In 2017, Kraft Heinz had two subsidiaries in the Cayman Islands, a jurisdiction considered by Ethical Consumer to be a tax haven. Both of these subsidiaries, Highview Atlantic Finance Company Limited and Jacobs Road Limited, were holding companies. These are high-risk company types for tax avoidance as they create no value in aid of themselves, rather they hold shares in other companies (hence the name).
Holding companies can also help large companies reduce their tax obligations in multiple jurisdictions. Finance companies, such as Highview Atlantic, can help companies to ensure that taxable and non-taxable financial transactions flow in the most advantageous directions.
Forgetting for a moment the enormous damage done by tax avoidance to public infrastructure and services (infrastructure and services without which corporations could not operate), the upside of these arrangements for Kraft Heinz is that company executives can draw fabulous salaries.
According to Kraft Heinz’s latest submission to the US Securities and Exchange Commission (SEC), three of the five named executive officers of the company received over $2 million in salaries, bonuses, stock awards and other compensation in the financial year 2016.

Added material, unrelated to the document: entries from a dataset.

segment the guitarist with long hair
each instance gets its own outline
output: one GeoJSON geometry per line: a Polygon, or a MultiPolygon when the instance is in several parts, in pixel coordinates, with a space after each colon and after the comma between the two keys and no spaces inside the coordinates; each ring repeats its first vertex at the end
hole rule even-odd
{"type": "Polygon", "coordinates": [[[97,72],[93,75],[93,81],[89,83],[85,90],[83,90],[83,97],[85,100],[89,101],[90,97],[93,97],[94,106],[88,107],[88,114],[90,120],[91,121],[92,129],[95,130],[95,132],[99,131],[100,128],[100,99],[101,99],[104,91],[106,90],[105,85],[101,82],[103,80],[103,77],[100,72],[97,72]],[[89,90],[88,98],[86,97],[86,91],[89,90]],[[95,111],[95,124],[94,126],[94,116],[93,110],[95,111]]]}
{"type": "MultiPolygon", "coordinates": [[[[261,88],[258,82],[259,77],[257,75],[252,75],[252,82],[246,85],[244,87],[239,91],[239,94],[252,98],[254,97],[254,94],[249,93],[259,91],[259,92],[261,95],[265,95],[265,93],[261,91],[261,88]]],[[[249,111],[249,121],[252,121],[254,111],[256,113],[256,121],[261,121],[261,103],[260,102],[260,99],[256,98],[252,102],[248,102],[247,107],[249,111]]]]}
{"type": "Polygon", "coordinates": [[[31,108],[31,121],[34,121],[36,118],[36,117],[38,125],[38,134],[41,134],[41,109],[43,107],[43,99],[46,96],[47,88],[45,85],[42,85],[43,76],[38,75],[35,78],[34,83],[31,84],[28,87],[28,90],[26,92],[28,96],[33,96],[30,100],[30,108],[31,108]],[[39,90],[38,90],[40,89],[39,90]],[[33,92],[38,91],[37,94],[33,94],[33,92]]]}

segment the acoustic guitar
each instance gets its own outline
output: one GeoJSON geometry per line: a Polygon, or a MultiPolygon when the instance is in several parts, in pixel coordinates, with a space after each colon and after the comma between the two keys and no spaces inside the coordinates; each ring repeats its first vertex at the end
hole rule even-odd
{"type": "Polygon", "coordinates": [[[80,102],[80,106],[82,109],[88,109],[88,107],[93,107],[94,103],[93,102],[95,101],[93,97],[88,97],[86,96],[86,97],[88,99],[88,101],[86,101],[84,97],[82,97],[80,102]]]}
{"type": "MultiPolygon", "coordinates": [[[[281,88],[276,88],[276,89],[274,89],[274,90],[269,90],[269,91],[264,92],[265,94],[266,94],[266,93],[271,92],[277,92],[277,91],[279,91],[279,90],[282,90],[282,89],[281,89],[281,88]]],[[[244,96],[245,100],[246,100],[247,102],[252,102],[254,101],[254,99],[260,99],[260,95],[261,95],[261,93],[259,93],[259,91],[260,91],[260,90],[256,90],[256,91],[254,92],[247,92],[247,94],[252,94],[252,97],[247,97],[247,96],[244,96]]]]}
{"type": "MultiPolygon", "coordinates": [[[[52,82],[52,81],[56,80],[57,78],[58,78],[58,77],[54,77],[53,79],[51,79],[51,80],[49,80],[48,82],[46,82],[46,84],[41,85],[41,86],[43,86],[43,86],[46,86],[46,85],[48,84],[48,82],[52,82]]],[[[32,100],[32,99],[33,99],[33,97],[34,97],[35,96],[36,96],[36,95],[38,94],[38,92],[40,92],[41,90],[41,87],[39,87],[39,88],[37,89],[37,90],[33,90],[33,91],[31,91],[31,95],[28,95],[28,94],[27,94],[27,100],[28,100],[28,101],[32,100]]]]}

Of the other two, Bernardo Hees (CEO) received over $5,272,591 and George Zoghbi (Chief Operating Officer of US Commercial Business) received a whopping $12,135,578.
Palm Oil
Kraft Heinz has been a member of the Roundtable on Sustainable Palm Oil (RSPO) since 2007 and according to their latest Annual Communication on Progress (ACOP) 100% of the palm oil in the company’s global supply chain is certified as ‘sustainable’. The company disclosed volumes of all three types of palm oil (crude palm oil, palm kernel oil and palm oil derivatives) and gave a breakdown of the different types of certification used.
If Kraft Heinz had disclosed its suppliers or been involved in any additional positive initiatives around the palm oil industry, then it would have received our best rating for palm oil sourcing. As it is, it initially received a middle rating. This quickly dropped to worst after a report by Mighty Earth entitled ‘Palm Oil’s Black Box’ landed on Ethical Consumer’s desk.
According to this report, Kraft Heinz is a customer of Olam, a large and secretive Singapore-based palm oil trading company linked with deforestation in Southeast Asia and Africa. In 2015, only 1% of the total palm oil traded by Olam came from its own plantations. The remaining 99% came from third-party suppliers, which Olam has failed to name.